The first method is to use the well known malloc function. Let's first define some values:

#define SIZE 100000000
#define KVAL 10

Then we can create and allocate our arrays as follow:

float *a, *b, *c, *d;

//Initialization for random numbers
srand(time(NULL));

//memory allocation
a = (float*) malloc(SIZE*sizeof(float));
b = (float*) malloc(SIZE*sizeof(float));
c = (float*) malloc(SIZE*sizeof(float));
d = (float*) malloc(SIZE*sizeof(float));

Now that the arrays are allocated, let's fit a and b with random values:

generate_values(a, SIZE);
generate_values(b, SIZE);
memset(c, 0.0f, SIZE*sizeof(float));
memset(d, 0.0f, SIZE*sizeof(float));

The function memset fill the arrays c and d with 0 values. The call to generate_value generate random values for a and b.
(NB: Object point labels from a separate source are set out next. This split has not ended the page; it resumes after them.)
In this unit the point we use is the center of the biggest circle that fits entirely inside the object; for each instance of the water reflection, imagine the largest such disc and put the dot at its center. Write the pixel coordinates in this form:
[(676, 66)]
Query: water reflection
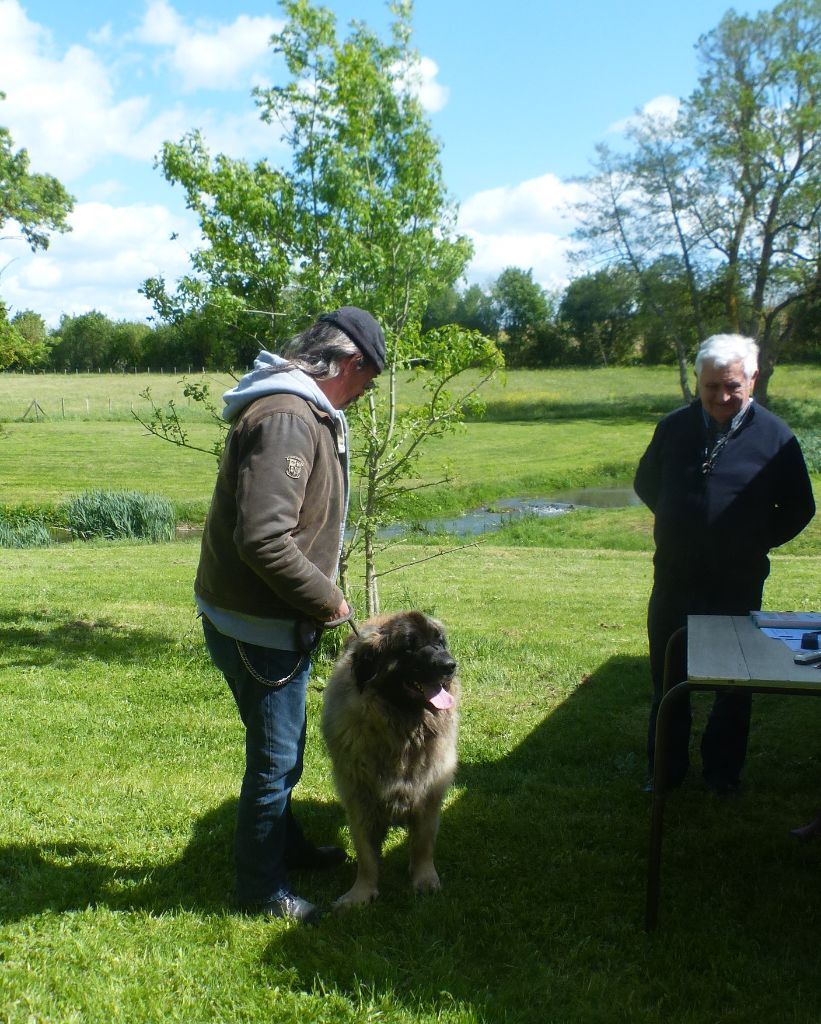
[(509, 509)]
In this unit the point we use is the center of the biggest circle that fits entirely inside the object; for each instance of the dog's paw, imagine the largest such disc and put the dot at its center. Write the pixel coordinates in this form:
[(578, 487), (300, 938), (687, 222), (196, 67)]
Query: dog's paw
[(426, 880), (357, 896)]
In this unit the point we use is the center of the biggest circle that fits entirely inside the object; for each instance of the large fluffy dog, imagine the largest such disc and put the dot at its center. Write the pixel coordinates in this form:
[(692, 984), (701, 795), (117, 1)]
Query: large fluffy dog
[(390, 725)]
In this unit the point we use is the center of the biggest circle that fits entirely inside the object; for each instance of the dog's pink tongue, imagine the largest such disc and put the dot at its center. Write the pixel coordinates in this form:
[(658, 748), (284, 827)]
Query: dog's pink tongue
[(439, 698)]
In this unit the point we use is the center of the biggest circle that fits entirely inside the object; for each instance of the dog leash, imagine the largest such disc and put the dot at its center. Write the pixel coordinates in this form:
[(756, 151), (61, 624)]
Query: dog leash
[(339, 622)]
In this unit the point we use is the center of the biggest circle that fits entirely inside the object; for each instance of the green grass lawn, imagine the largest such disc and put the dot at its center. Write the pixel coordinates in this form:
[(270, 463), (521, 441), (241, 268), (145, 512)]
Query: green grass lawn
[(122, 761), (545, 431)]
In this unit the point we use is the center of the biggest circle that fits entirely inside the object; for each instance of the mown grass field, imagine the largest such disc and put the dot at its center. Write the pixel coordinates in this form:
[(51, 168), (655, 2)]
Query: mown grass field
[(122, 757)]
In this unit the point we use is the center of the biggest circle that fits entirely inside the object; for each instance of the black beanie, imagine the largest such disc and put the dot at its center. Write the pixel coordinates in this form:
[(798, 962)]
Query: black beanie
[(362, 331)]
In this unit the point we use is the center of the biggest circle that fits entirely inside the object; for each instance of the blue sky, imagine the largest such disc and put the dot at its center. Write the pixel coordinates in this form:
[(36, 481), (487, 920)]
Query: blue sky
[(518, 92)]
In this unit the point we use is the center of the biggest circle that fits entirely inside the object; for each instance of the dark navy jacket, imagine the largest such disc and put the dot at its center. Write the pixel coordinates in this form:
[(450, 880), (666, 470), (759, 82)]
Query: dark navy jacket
[(757, 497)]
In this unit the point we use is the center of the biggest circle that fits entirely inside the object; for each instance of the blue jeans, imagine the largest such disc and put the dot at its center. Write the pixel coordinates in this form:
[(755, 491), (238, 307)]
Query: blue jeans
[(267, 835)]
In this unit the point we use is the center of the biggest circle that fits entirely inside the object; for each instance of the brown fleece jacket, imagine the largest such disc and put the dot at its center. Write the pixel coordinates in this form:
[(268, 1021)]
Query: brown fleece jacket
[(271, 538)]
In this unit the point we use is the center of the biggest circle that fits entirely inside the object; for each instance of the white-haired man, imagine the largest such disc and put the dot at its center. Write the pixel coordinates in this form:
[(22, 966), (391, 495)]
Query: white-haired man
[(727, 481)]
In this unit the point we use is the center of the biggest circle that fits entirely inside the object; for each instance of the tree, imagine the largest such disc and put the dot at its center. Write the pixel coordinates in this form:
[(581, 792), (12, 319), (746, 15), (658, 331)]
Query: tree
[(731, 187), (83, 342), (361, 217), (600, 310), (522, 309), (24, 340), (38, 204)]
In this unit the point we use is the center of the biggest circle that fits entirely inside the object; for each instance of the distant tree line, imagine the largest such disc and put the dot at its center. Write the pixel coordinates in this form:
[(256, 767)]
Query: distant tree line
[(609, 317), (706, 220)]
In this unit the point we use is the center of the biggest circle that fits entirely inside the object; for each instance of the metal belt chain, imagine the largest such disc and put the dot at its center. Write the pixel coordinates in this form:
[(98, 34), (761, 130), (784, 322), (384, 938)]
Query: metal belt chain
[(276, 683)]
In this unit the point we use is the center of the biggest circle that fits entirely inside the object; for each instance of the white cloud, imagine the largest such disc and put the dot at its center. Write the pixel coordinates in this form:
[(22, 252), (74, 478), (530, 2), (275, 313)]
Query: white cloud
[(663, 108), (524, 225), (101, 262), (210, 55), (161, 26)]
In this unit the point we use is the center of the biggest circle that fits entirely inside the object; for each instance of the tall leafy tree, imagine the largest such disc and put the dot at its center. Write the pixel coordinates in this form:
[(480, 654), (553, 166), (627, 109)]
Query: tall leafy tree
[(522, 309), (732, 187), (38, 205), (360, 216)]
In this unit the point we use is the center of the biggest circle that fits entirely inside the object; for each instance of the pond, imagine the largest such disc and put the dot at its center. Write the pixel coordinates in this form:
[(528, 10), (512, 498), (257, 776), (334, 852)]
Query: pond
[(509, 509)]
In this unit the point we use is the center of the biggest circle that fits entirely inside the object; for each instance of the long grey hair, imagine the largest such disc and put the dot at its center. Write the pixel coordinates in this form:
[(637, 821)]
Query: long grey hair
[(319, 350)]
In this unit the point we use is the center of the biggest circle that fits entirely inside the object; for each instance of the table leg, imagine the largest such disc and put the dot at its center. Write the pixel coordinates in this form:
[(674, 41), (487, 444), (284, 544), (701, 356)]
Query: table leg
[(671, 695)]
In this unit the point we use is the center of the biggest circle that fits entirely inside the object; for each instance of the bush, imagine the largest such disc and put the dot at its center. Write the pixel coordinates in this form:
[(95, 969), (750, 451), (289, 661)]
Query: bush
[(24, 535), (112, 515)]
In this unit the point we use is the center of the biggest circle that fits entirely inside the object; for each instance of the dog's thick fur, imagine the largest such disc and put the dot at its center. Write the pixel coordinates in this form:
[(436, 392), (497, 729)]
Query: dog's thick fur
[(390, 724)]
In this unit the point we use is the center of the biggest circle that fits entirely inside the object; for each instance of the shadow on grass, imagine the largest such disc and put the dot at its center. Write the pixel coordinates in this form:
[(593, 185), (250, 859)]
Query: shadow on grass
[(37, 638), (535, 849), (543, 853), (543, 856), (69, 877), (633, 408)]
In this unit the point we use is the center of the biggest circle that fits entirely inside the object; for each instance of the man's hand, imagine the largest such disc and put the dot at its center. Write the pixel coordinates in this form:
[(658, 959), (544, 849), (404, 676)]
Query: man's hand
[(340, 615)]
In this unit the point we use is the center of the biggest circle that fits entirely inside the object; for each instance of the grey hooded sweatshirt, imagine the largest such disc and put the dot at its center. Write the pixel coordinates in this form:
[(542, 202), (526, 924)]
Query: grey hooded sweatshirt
[(272, 538)]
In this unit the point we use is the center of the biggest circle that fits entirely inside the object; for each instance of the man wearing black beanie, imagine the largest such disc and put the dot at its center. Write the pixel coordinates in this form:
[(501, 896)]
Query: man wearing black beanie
[(266, 581)]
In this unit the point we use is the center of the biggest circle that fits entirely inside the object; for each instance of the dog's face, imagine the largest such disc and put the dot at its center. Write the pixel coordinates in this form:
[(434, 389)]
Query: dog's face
[(404, 658)]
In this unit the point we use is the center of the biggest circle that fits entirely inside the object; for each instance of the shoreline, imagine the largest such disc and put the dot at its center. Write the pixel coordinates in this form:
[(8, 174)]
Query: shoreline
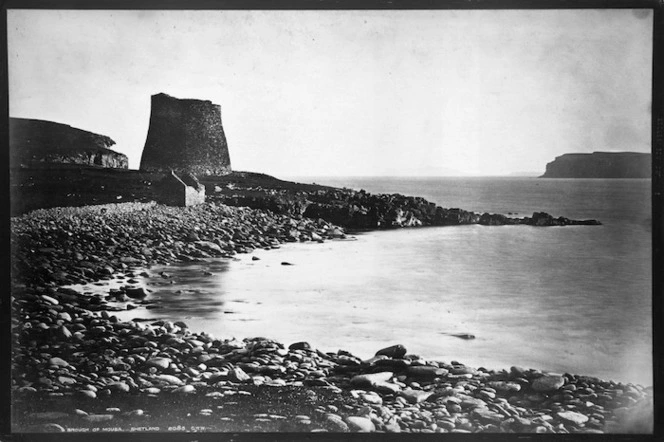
[(65, 342)]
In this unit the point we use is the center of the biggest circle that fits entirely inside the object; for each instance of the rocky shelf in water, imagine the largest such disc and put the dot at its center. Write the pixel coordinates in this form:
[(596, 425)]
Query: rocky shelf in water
[(77, 367)]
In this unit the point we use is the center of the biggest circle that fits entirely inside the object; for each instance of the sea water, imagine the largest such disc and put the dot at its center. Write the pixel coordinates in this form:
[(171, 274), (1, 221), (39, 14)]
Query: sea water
[(571, 299)]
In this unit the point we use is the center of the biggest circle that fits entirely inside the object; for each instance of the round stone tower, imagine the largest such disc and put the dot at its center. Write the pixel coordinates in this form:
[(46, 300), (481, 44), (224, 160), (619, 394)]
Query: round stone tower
[(185, 135)]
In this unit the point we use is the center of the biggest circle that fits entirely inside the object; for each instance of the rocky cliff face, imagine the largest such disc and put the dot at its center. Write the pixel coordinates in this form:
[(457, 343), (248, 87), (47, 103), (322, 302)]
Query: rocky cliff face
[(37, 141), (600, 165), (185, 135)]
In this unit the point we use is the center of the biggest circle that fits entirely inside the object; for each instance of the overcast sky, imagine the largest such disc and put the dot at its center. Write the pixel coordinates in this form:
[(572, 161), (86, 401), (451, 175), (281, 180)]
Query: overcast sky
[(326, 93)]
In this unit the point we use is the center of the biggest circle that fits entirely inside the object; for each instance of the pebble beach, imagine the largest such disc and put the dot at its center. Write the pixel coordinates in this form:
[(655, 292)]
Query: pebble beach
[(78, 368)]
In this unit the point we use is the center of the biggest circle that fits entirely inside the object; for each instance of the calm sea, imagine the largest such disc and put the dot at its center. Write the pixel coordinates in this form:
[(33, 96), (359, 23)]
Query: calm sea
[(564, 299)]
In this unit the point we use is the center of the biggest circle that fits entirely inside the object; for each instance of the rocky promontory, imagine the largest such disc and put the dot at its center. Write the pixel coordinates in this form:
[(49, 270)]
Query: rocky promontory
[(600, 165), (33, 142)]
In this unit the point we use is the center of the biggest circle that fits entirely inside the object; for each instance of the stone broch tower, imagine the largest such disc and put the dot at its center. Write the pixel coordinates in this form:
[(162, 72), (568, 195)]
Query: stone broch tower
[(185, 135)]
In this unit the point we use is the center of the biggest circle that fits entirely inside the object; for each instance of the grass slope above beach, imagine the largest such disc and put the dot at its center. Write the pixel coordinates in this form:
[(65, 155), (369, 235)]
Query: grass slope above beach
[(77, 367)]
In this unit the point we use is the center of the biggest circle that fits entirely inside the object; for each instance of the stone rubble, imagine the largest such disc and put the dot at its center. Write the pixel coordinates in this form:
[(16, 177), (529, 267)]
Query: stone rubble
[(70, 346)]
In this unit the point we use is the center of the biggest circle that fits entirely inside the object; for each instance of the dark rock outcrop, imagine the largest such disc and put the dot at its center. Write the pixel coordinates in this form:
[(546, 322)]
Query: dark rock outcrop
[(600, 165), (38, 141), (185, 135), (363, 210)]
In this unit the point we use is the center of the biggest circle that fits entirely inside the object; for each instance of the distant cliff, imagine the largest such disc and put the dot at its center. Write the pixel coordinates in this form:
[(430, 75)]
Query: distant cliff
[(33, 142), (600, 165)]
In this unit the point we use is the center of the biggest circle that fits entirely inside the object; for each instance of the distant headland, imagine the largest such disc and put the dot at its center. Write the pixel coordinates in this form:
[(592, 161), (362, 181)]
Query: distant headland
[(600, 165)]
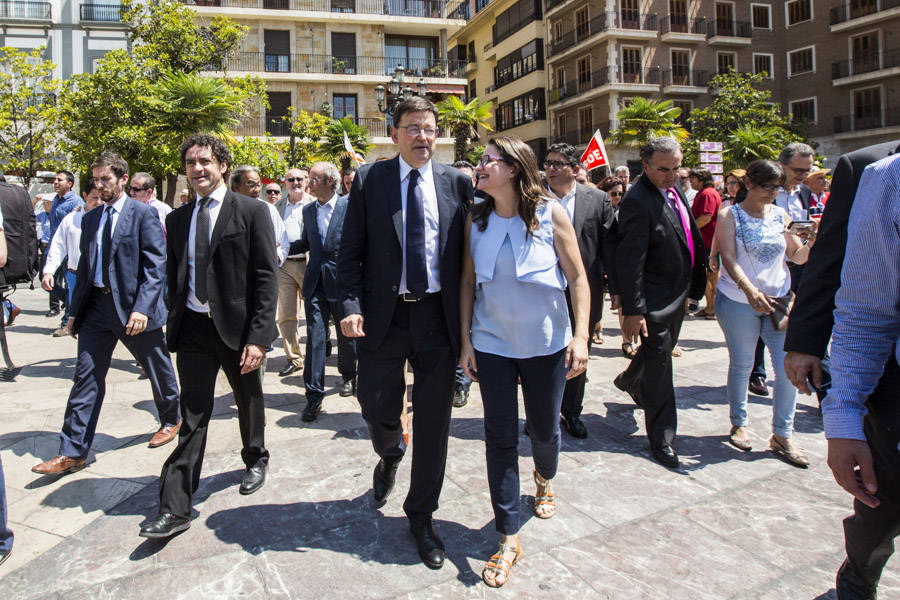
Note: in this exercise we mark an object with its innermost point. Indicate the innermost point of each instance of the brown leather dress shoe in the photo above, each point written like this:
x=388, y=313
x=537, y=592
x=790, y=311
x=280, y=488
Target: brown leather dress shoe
x=164, y=435
x=59, y=465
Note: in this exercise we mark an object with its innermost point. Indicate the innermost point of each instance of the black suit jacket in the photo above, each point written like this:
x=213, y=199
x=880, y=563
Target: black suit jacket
x=370, y=259
x=653, y=270
x=242, y=275
x=321, y=265
x=812, y=318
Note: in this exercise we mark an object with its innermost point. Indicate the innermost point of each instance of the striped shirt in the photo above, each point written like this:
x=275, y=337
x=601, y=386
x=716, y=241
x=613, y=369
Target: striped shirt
x=867, y=306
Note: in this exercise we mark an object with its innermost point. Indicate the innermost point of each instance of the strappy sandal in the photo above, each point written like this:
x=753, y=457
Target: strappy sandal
x=499, y=565
x=543, y=498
The definition of this function is:

void generate_values(float* tab, const unsigned long size){
   for(unsigned long i=0; i < size; i++){
      tab[i] = rand()%1000;
   }
}
We are almost done for our basic program. But as you can imagine, we want an other implementation of the computed formula. This will assure that the result computed by our optimized versions is correct. The way we are working is not rigorous but it will be enough for this succession of articles.

bool value_ok = true;
for(unsigned long i=0; i < SIZE; i++){
   for(int k=0; k < KVAL; k++)
      d[i] += a[i] * b[i];
   if(d[i] != c[i]){
      value_ok = false;
      std::cout << "result wrong for i=" << i << " " << d[i] << "!=" << c[i] << std::endl;
      break;
   }
}

std::cout << "time ellapsed : " << ((t_after - t_before)*1000) << " ms" << std::endl;
if(value_ok)
   std::cout << "Result was correct..." << std::endl;
else
   std::cout << "Result was wrong..." << std::endl;

We are done with the basic code now. The full code is available in the attached zip file.

Compile and run

The zip file contains a file named compile_main_1.sh. This file can be executed with the command line:
cedric:~/vecto #./compile_main_1.sh                                                

The compiling line is pretty simple:
icpc -o run1 -O0 main1.cpp -openmp

Here is the definition of the options used:

  • -o run1 defines that the output (the executable) will be named run1
  • -O0 means that we are not using any compiling optimization (including no vectorization at all). 
  • -openmp is used to link openMP (we are using the function opm_get_wtime())


A file named run1 should be built. Just type the following command to run it:
cedric:~/vecto #./run1                                                                           

And here is the resut on my laptop:


Our mission is to improve this reference time by playing with the compiler and the source code.